Brasil: Afastamentos por problemas de saúde mental aumentam 134%
De 2012 a 2024, foram registrados 8,8 milhões de acidentes do trabalho e 32 mil mortes no emprego com carteira assinada, segundo os dados atualizados do Observatório de Segurança e Saúde no Trabalho da Iniciativa SmartLab de Trabalho Decente, coordenada pelo Ministério Público do Trabalho (MPT) e pelo Escritório da Organização Internacional do Trabalho (OIT) para o Brasil. As informações se baseiam em registros de acidentes do trabalho do Instituto Nacional do Seguro Social (INSS). Calcula-se que uma notificação de óbito no trabalho formal ocorra a cada 3,5 horas.
Nos números das notificações previdenciárias foram incluídos tanto as Comunicações de Acidente de Trabalho (CAT) quanto os benefícios acidentários concedidos sem comunicação prévia – acidentes identificados no momento da concessão do benefício, sem registro de CAT. É importante destacar, ainda, que os números referentes a anos anteriores tendem a ser complementados de acordo com a chegada de notificações atrasadas nos anos subsequentes.
Para 2023, os dados do Anuário Estatístico de Acidentes de Trabalho do Ministério da Previdência Social apontam 732 mil registros, mas os números atualizados em 2025, considerada a data do acidente, já alcançam 778 mil para aquele ano, o que demonstra que, além da subnotificação – acidentes que ocorrem, mas que não são comunicados – os casos notificados têm uma grande quantidade de registros atrasados.
Os números de registros de 2024 ainda estão em apuração, com projeção preliminar de que alcançarão no mínimo 742 mil casos notificados, considerando a tendência estatística de maturação temporal da série histórica.
No caso dos benefícios previdenciários acidentários, ocorreram, no mesmo período, 2,6 milhões de novas concessões de afastamentos (benefícios por incapacidade temporária) pelo INSS em razão de doenças e acidentes de trabalho. O gasto com esses benefícios, desde 2012, em valores nominais, já chega a R$ 173 bilhões de reais. O valor inclui auxílios-doença, aposentadorias por invalidez, pensões por morte e auxílios-acidente relacionados ao trabalho.
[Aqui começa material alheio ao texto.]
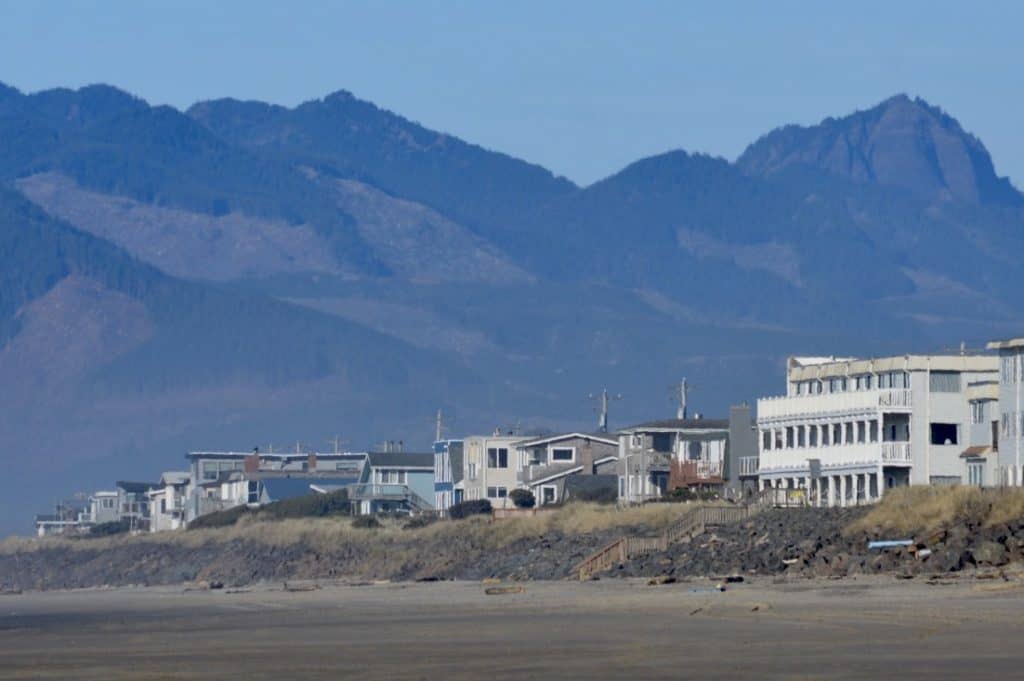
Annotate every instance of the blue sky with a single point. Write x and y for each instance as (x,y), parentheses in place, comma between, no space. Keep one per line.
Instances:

Na série de 2012 a 2024, acumulam-se ainda 3,5 milhões de registros no âmbito do Sistema de Informação de Agravos de Notificação (SINAN) do Sistema Único de Saúde (SUS) do Ministério da Saúde, que coleta informações sobre casos de notificação compulsória que afetam a população ocupada em trabalhos formais e informais. Isso inclui acidentes do trabalho graves e outras ocorrências laborais como a exposição a material biológico, o câncer relacionado ao trabalho, as dermatoses ocupacionais, as LER/DORT (lesões por esforços repetitivos e distúrbios osteomusculares relacionados ao trabalho), as perdas auditivas induzidas por ruído, as pneumoconioses e os transtornos mentais e comportamentais. Nos últimos dois anos, o total de registros no SUS cresceu mais de 50% (de 392,2 mil em 2022 para 598,8 mil em 2024). Com isso, o SINAN ganha cada vez mais relevância e se aproxima progressivamente dos números de notificações registradas no INSS. Ainda estão sendo apuradas, para futura publicação, as notificações relacionadas ao trabalho envolvendo animais peçonhentos e intoxicações exógenas.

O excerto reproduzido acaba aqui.